Jumat, 19 September 2008

Delapan Sketsa tentang Pluralisme (5)

TAKZIM TERHADAP KARYA

Sanento Yuliman dalam setiap ulasannya memberi kita kekongkretan seni rupa. Seakan-akan ia tak menyatakan pikirannya kepada kita, namun membiarkan “barang” atau “makhluk” seni rupa itu bicara sendiri kepada kita. Sanento berlaku takzim kepada karya justru dengan tak menghambur-hamburkan pikirannya: ia tak meleburkan atau mengaburkan karya dengan apa-apa di luarnya. Karya atau kumpulan karya punya hidupnya sendiri. Barangkali dari Sanento saya belajar—tanpa saya sadari—untuk mencerap karya sebagai sesuatu yang unik, berharga dalam dirinya sendiri. Sanento tak lari kepada konteks, sejarah, gagasan (isi), sebelum ia menyingkap bentuk. Sebagai contoh, ulasannya tentang pameran lukisan Semsar Siahaan dan Nashar:

“Orang dapat melihat kelemahan Semsar dalam tarikan garis, dalam pencitraan obyek-obyek dalam ruang, bahkan dalam menggambar rinci, misalnya tangan. Gabungan antara kecenderungan kepada perian (deskripsi) obyek sehari-hari dan situasi dramatik di satu pihak, dan kecenderungan kepada gagasan simbolik di lain pihak, sering mengaburkan makna. Bayi dibebat kawat berduri, misalnya, adalah lambang kesewenangan dan derita. Tetapi diletakkannya dalam suatu situasi, misalnya dipangku oleh seorang lelaki (ayahnya?) yang memberinya transfusi. Sukar kita menekan kemelut pikiran mengapa bebat kawat tak dibuka lebih dulu? Siapa yang membebatnya? Dan lain-lain. Tapi gagasan simboliknya mencair.” (“Pusaran Semsar,” Dua Seni Rupa, 2001.)

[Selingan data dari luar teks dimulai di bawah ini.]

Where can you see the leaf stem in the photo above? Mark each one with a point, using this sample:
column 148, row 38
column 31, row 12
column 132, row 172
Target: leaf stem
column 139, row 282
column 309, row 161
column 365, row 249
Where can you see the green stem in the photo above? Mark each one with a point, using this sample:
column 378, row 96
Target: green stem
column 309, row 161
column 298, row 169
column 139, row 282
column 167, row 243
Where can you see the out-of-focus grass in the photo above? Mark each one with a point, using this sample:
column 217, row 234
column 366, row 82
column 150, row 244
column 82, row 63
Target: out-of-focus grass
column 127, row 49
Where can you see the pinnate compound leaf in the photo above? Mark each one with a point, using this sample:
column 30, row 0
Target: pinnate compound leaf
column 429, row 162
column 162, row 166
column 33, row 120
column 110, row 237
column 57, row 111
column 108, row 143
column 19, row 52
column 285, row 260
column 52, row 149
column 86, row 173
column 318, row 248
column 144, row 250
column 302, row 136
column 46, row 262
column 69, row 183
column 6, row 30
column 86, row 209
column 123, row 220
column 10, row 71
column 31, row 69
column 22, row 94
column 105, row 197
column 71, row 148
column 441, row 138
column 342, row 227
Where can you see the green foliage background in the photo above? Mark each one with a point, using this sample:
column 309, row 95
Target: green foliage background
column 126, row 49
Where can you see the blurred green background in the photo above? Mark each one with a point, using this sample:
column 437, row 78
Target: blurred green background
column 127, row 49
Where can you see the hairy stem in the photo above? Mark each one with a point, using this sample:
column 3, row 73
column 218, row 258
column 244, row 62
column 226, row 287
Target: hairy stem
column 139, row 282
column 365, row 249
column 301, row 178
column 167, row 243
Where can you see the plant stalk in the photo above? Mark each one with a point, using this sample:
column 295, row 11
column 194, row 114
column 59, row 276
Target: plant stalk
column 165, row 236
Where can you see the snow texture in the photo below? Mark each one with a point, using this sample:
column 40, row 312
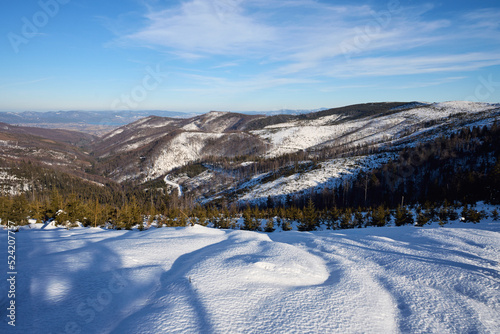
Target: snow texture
column 202, row 280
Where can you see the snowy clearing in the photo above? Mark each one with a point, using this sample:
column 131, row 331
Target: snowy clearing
column 203, row 280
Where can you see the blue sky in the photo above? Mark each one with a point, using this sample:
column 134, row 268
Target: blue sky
column 237, row 55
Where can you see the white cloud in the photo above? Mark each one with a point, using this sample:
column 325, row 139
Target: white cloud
column 309, row 39
column 217, row 27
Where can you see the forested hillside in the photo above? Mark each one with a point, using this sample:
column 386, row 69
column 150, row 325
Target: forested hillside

“Lukisan Nashar memperlihatkan bahwa seniman ini memperlakukan akrilik hanya dengan satu cara. Bahan ini, tanpa campuran air, dipoleskan ke kanvas, Beberapa lukisan menunjukkan bahwa ia memulai kerja dengan mewarnai dulu kanvasnya. Kanvas ini lalu ditimpa, dengan garis atau bidang warna. Bahan dipoleskan dengan kuas. Sapuan relatif kecil dan pendek, dengan ketebalan cat yang nyaris sama: tidak terdapat sapuan tipis atau transparan. Sapuan ditarik tanpa kegemasan atau kecepatan yang mantap: Nashar tidak tertarik untuk memperlihatkan tenaga tangannya pada rekaman cat di kanvas. […] Ia rupanya tidak tertarik terhadap kemungkinan macam-macam perlakuan terhadap akrilik dan macam-macam efek yang dapat ditampilkannya. Ia tidak menjajaki dan menjelajahi sifat-sifat dan kemampuan-kemampuna akrilik. […] Nashar bukannya tanpa teknik. Ia hanya miskin teknik.” (“Dunia Fantasi Nashar,” Dua Seni Rupa, 2001.)

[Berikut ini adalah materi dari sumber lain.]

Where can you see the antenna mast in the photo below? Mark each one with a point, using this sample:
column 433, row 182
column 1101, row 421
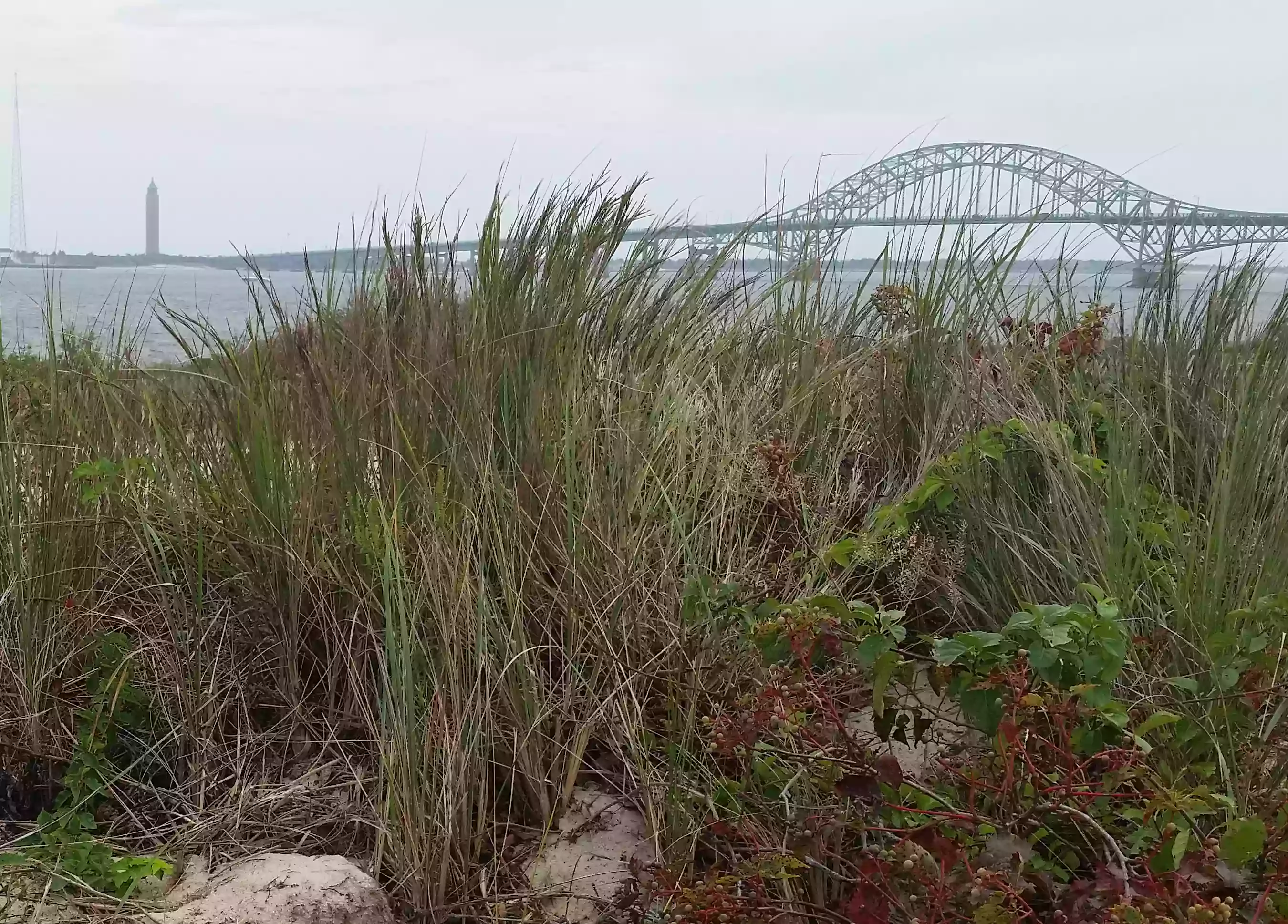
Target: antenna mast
column 17, row 206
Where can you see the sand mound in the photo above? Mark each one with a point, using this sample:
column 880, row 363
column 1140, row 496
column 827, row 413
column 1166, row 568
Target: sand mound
column 279, row 888
column 601, row 846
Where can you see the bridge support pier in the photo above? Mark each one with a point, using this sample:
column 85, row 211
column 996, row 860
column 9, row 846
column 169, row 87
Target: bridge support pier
column 1145, row 275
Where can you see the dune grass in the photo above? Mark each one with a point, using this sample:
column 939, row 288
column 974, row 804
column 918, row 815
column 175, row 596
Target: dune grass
column 398, row 573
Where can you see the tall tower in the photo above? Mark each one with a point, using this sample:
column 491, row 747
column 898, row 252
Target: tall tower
column 154, row 220
column 17, row 207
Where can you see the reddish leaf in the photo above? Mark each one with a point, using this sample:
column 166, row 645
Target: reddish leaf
column 867, row 906
column 889, row 770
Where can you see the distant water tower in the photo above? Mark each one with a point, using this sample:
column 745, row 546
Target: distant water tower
column 154, row 220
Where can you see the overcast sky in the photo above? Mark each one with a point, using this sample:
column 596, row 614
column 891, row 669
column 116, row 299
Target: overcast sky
column 271, row 124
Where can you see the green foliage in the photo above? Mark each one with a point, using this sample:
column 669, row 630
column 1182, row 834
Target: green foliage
column 1243, row 841
column 1077, row 648
column 938, row 492
column 65, row 846
column 106, row 477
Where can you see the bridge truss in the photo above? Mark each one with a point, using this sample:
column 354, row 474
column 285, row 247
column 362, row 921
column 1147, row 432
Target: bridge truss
column 981, row 183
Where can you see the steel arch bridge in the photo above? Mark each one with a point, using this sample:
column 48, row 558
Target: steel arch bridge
column 982, row 183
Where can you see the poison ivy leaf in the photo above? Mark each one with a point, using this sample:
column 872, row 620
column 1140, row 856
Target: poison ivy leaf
column 1243, row 842
column 882, row 674
column 873, row 648
column 983, row 708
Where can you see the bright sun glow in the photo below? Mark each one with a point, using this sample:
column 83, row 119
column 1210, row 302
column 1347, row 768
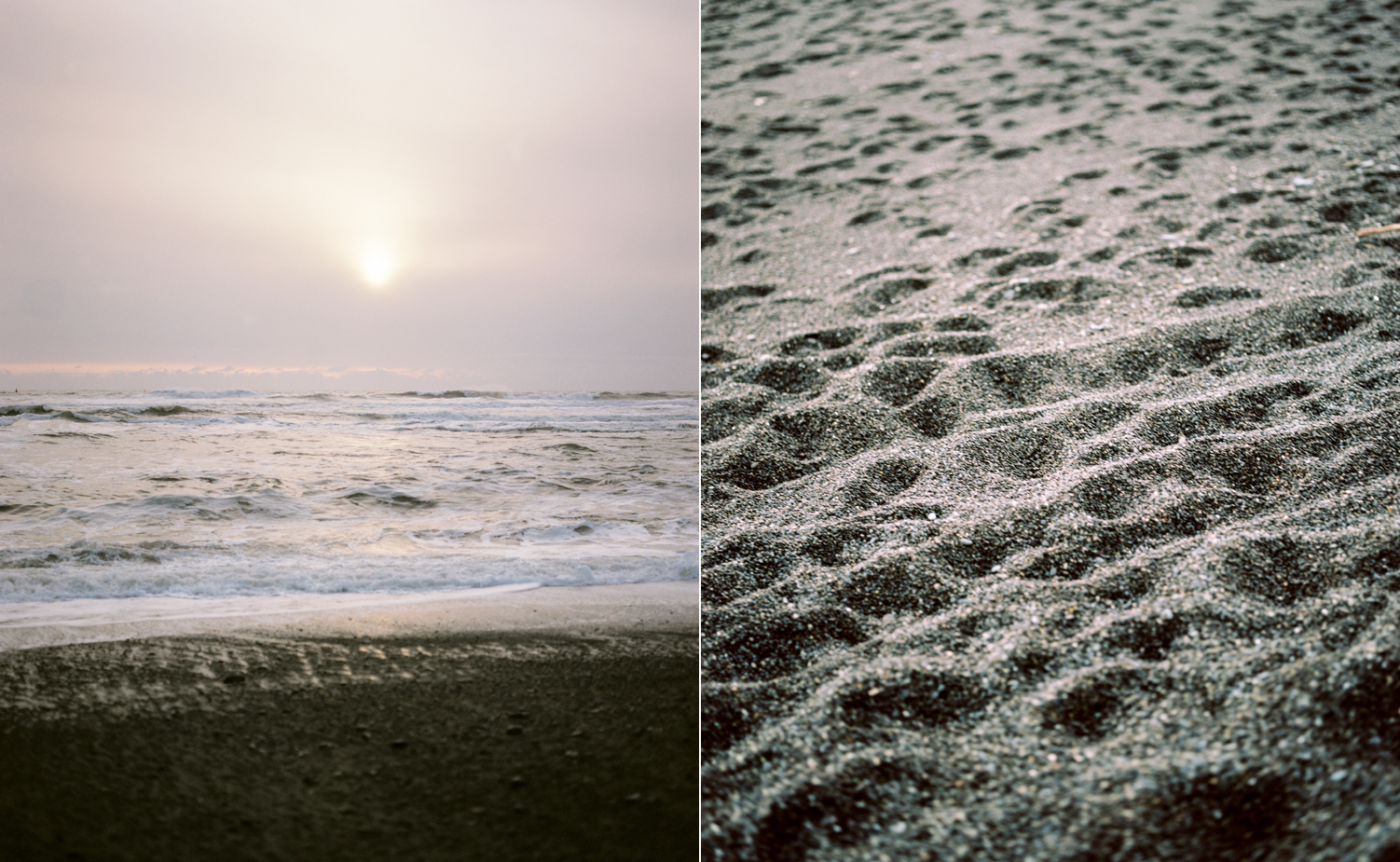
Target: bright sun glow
column 377, row 267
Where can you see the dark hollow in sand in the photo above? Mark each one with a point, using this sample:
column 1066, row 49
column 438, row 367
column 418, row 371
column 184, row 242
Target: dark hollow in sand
column 499, row 746
column 1051, row 431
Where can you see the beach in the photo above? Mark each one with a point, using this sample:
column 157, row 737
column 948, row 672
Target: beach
column 1050, row 451
column 545, row 724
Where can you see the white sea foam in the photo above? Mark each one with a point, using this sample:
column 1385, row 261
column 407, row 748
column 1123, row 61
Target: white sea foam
column 244, row 494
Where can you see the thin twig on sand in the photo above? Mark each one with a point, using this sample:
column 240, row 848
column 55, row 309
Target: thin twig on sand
column 1369, row 231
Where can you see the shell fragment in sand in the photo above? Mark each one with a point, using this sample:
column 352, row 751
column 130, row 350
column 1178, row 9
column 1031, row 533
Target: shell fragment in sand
column 1385, row 230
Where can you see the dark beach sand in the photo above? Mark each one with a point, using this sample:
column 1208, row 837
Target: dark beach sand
column 1051, row 431
column 469, row 736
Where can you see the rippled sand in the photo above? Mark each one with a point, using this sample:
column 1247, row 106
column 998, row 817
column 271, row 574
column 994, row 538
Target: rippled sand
column 1050, row 431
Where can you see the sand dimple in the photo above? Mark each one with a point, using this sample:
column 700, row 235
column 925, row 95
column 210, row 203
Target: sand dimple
column 1051, row 431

Bagi saya, Sanento seorang pragmatis: ia tidak mencari-cari pondasi atau “metafisika” dari karya. Sebaliknya: karya itu berarti dari unsur-unsurnya sendiri. Tentu, bukan berarti ia tak berteori: namun, teori mesti tumbuh dari pengalaman, pergaulan, pengkajian. Ia juga tak tertarik kepada fashion, bahkan kepada jargon, bukan karena tak menguasainya, tapi karena itu akan “menjajah” si karya, menghalanginya dari proses komunikasi. Dengan demikian, ia memperlakukan karya sebagai pantulan kepengrajinan, craftsmanship, yang punya nilai dalam dirinya sendiri, bukan “korban” dari konteks, sejarah, atau gagasan.

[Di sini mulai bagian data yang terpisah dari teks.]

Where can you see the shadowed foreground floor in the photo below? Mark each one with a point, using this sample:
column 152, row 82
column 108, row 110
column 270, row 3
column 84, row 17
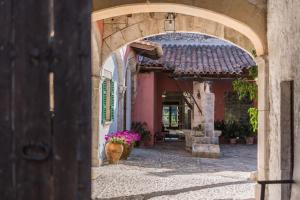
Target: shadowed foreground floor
column 169, row 172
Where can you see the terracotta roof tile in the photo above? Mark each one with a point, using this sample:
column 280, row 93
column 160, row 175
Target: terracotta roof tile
column 201, row 59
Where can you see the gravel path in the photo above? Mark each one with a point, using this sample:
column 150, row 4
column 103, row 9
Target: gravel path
column 169, row 172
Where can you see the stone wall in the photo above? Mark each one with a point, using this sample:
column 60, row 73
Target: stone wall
column 284, row 59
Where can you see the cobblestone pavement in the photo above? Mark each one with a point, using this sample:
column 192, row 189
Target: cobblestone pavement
column 169, row 172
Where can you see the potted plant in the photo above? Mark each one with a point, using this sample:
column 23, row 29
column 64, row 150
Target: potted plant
column 130, row 138
column 141, row 129
column 198, row 131
column 232, row 131
column 220, row 125
column 114, row 148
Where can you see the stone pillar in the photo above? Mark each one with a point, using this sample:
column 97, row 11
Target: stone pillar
column 208, row 109
column 263, row 121
column 206, row 145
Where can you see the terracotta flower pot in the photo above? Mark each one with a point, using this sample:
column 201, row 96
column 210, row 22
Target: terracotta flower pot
column 249, row 140
column 232, row 140
column 113, row 152
column 126, row 151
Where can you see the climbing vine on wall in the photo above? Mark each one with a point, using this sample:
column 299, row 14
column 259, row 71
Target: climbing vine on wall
column 246, row 88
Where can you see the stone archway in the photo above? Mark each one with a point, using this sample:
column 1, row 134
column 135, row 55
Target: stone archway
column 247, row 17
column 234, row 23
column 121, row 30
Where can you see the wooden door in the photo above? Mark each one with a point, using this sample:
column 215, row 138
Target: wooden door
column 44, row 154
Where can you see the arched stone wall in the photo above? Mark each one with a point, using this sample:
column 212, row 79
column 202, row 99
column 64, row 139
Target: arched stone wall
column 246, row 16
column 121, row 30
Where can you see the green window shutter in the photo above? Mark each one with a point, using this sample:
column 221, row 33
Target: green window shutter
column 104, row 92
column 112, row 97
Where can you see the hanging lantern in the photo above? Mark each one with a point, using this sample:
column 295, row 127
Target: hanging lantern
column 170, row 22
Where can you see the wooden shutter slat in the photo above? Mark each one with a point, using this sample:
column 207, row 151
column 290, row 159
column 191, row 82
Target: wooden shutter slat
column 112, row 97
column 104, row 93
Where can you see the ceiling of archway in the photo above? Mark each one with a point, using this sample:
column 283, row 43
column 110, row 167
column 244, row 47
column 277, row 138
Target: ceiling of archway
column 247, row 17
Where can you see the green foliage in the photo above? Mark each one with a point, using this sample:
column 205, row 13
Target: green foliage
column 253, row 114
column 245, row 89
column 198, row 128
column 248, row 90
column 142, row 129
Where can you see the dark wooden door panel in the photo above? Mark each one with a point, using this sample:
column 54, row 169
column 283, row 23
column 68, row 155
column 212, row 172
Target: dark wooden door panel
column 32, row 135
column 72, row 130
column 6, row 178
column 44, row 157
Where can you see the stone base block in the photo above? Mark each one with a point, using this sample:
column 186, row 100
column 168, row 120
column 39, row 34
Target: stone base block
column 206, row 150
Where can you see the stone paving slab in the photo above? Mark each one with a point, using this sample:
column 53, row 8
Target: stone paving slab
column 169, row 172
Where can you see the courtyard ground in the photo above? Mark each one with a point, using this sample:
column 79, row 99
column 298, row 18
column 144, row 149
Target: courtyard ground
column 169, row 172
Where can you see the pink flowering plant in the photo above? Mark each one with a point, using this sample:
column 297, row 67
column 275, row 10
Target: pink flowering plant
column 123, row 137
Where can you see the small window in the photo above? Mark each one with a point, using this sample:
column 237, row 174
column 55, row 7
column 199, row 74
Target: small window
column 170, row 116
column 107, row 100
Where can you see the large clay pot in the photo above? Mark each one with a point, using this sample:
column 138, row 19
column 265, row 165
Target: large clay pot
column 126, row 151
column 113, row 152
column 249, row 140
column 232, row 140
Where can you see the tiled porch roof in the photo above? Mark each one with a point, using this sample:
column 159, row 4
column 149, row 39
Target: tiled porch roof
column 191, row 60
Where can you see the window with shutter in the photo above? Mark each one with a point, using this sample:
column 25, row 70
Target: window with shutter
column 104, row 93
column 112, row 97
column 107, row 100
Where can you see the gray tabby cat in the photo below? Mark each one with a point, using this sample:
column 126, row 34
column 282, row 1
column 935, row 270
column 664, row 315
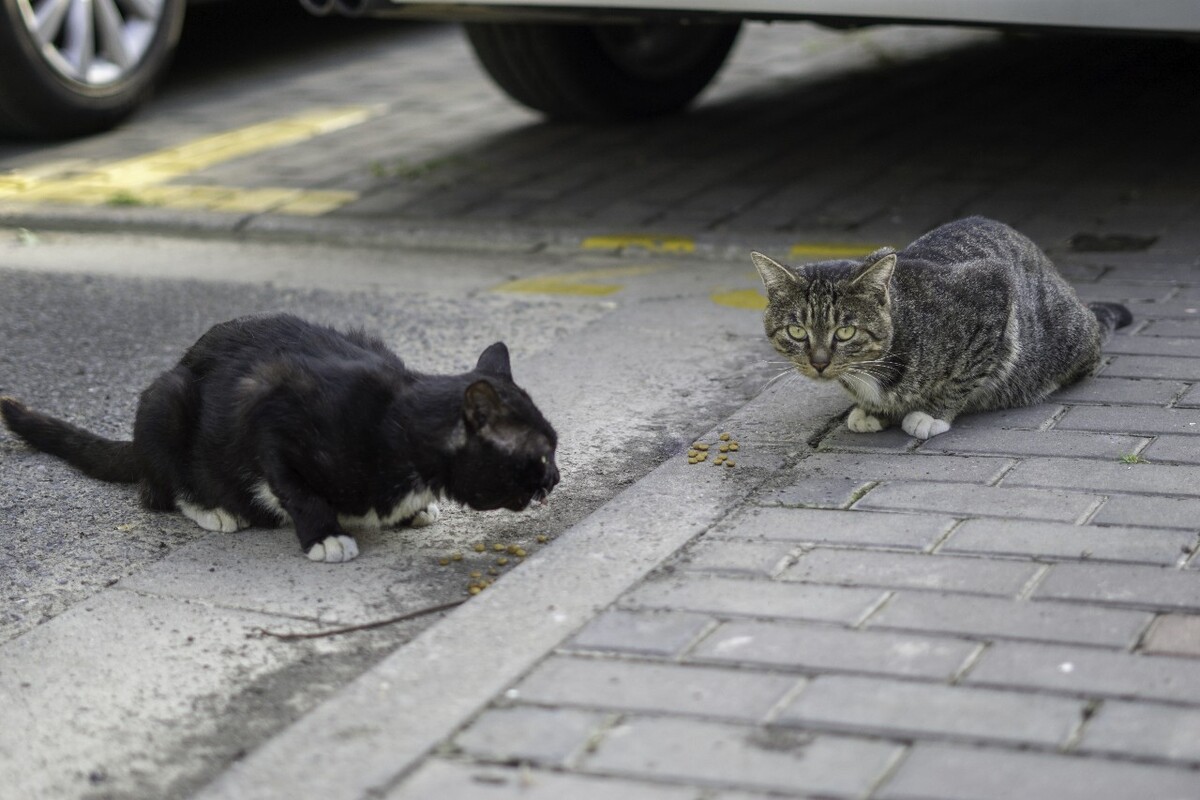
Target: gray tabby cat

Seorang pragmatis bisa sekaligus pluralis? Ya, lantaran Sanento menjalankan kritik seni, tapi juga sosiologi seni—yang sering berimpit dengan sejarah seni. Dan ia tahu bagaimana membedakan dua bidang kajian itu. Kritik seni mencari kepaduan dan paradoks karya atau kumpulan karya, sosiologi seni mengajukan kritik budaya demi memperbaiki lembaga kesenian—pendidikan, penyebaran, perdagangan, penyimpanan seni misalnya—katakanlah untuk menjalankan demokratisasi, yaitu mengembalikan seni rupa sebagai milik umum. Kritik terhadap seni rupa atas tak berarti pemihakan buta ke seni rupa bawah, sedangkan kritik terhadap pandangan hirarkis bukanlah berarti tak pentingnya karya atau kumpulan karya keseorangan. Pengetahuannya yang luas tentang pelbagai khazanah membuat ia tak terjatuh ke dalam “hermeneutika kecurigaan”, yakni "metoda" yang banyak diamalkan oleh kaum pluralis setelah ia.

Jumat, 12 September 2008

Delapan Sketsa tentang Pluralisme (4)

BERLIN—JAKARTA—NEW YORK

Di Martin-Gropius-Bau, Berlin, pada musim semi 1993, saya kunjungi pameran besar “American Art in the 20th Century”. Tentulah saya tak mengharapkan seni rupa Amerika terwakili seluruhnya, tetapi saya ingin menyaksikan apa yang inti dan yang puncak dari modernisme Amerika. Yakni, kurang lebih sebuah pelaksanaan dari apa yang dikatakan kritikus Clement Greenberg tentang pencarian dan penggalian seni ke dalam esensinya sendiri, yang klimaksnya adalah “punahnya dengan sempurna isi ke dalam bentuk sehingga karya seni tak dapat diringkaskan baik seluruh maupun sebagian ke dalam apapun yang bukan karya itu sendiri.” Demikianlah, klimaks itu tercapai melalui Ekspresionisme Abstrak: saya bisa memahaminya (secara intelektual) dan belum mencerapnya (secara inderawi), kecuali mungkin Rothko dan Pollock. Dan setelah itu terjadilah serangkaian antiklimaks: Pop Art, seni konseptual, seni instalasi, seni video, dan kemudian Cindy Sherman dan Jeff Koons. Arthur C. Danto bicara tentang akhir seni: “Seni sudah menjelajah sejauh ia yang mampu dalam mencari identitas falsafinya: kinilah tugas filsafat agar menyatakan identitas itu dalam rumusan yang tepat.”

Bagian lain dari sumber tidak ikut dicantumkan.